Allan W. Timms

Sandmeyer reactions. Part 7. An investigation into the reduction steps of Sandmeyer hydroxylation and chlorination reactions

For Sandmeyer hydroxylation and chlorination in aqueous solution, the reduction steps have been investigated by means of correlation analyses of the effects of diazonium ion substitution on the rates of reduction. For simple hydroxylation, a change of behaviour between diazonium ions substituted by electron donor groups and those substituted by electron acceptor groups is interpreted as a change within an inner-sphere process from rate-determining electron transfer to rate-determining association of the reactants. By contrast, for citrate-promoted hydroxylation, a similar change in behaviour may be interpreted as a change between inner- and outer-sphere electron transfers. For chlorination, there is no mechanistic variation within the range of substituents examined but the pattern of behaviour is consistent with an inner-sphere mechanism. The various patterns of behaviour are rationalised in terms of the effects of diazonium ion substitution and catalyst ligation on the reduction potentials and self-exchange rates of the various reacting redox couples. Comparative correlation analyses of reductions and other electrophilic reactions of diazonium ions are used to support the arguments advanced in respect of Sandmeyer reduction steps. It is suggested that the CuI reductants react via a nucleophilic bridging ligand at the diazonium Nβ to give transient Z-adducts which are the precursor complexes and that activation for electron transfer involves rotation about the N–N bond.

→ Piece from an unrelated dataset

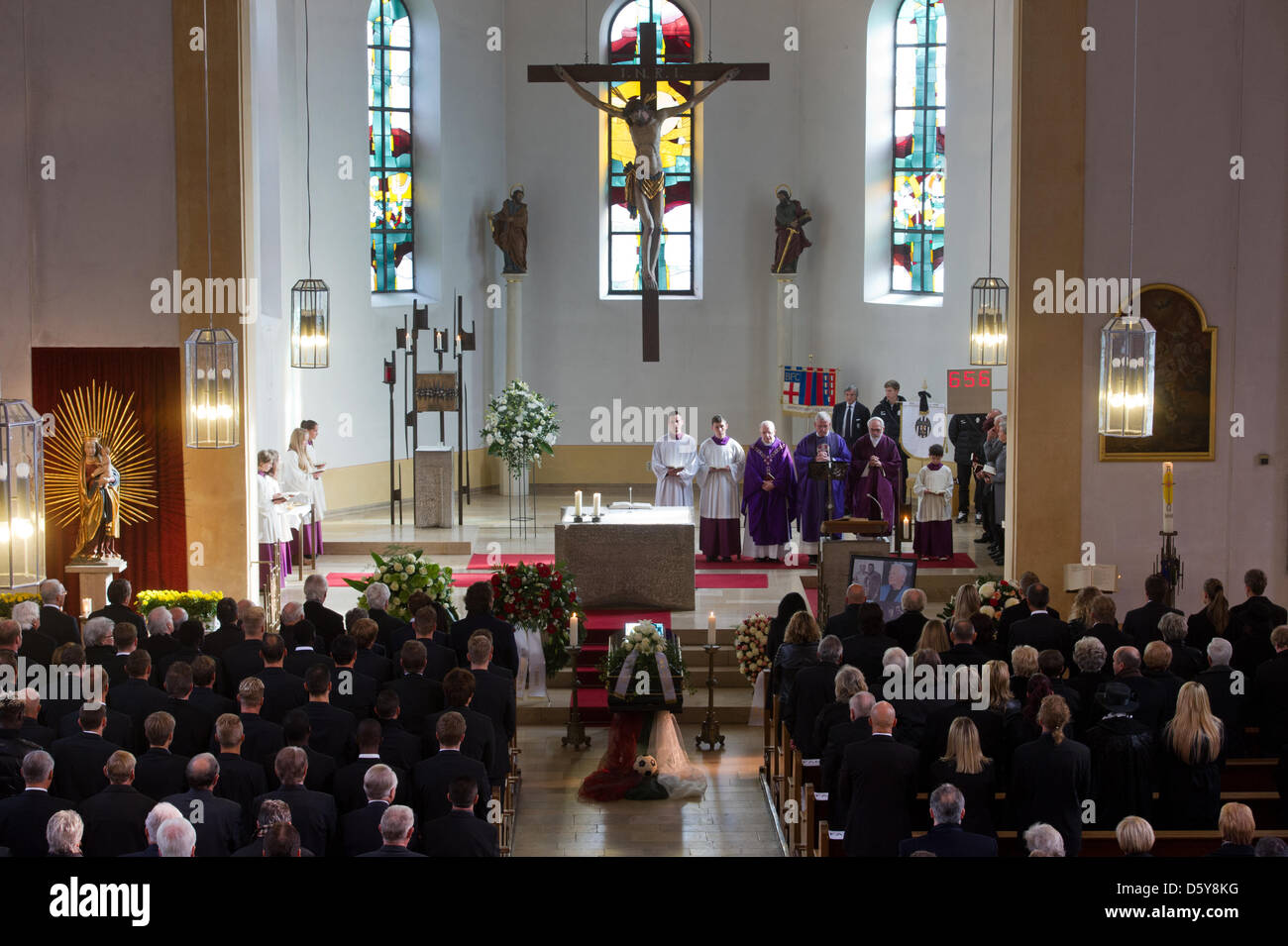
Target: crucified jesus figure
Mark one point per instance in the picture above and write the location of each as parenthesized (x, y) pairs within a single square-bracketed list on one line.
[(644, 176)]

Sandmeyer reactions. Part 6. A mechanistic investigation into the reduction and ligand transfer steps of Sandmeyer cyanation

For Sandmeyer cyanation at 298 K in 50% v/v aqueous acetonitrile buffered at pH 8, absolute rate constants have been obtained for the reduction of 4-methoxybenzenediazonium tetrafluoroborate by the cyanocuprate(I) anions CuI(CN)43−, CuI(NCMe)(CN)32− and CuI(NCMe)2(CN)2− as (0.50 ± 0.05), (0.12 ± 0.03) and 0.0 dm3 mol−1 s−1, respectively. The relative reactivity of the two reactive cyanocuprates reflects the estimated difference in their standard reduction potentials. Ligand transfer to the aryl radical from the cyanocuprate(II) anions produced in the reaction occurs within the solvent cage. By use of radical clocks, first order rate constants of the order of 1 × 108 s−1 for ligand transfer between the caged reactants can be evaluated although the transfer rate may vary from one aryl radical to another. No difference was discerned in ligand transferring reactivity between the two cyanocuprate(II) complexes involved.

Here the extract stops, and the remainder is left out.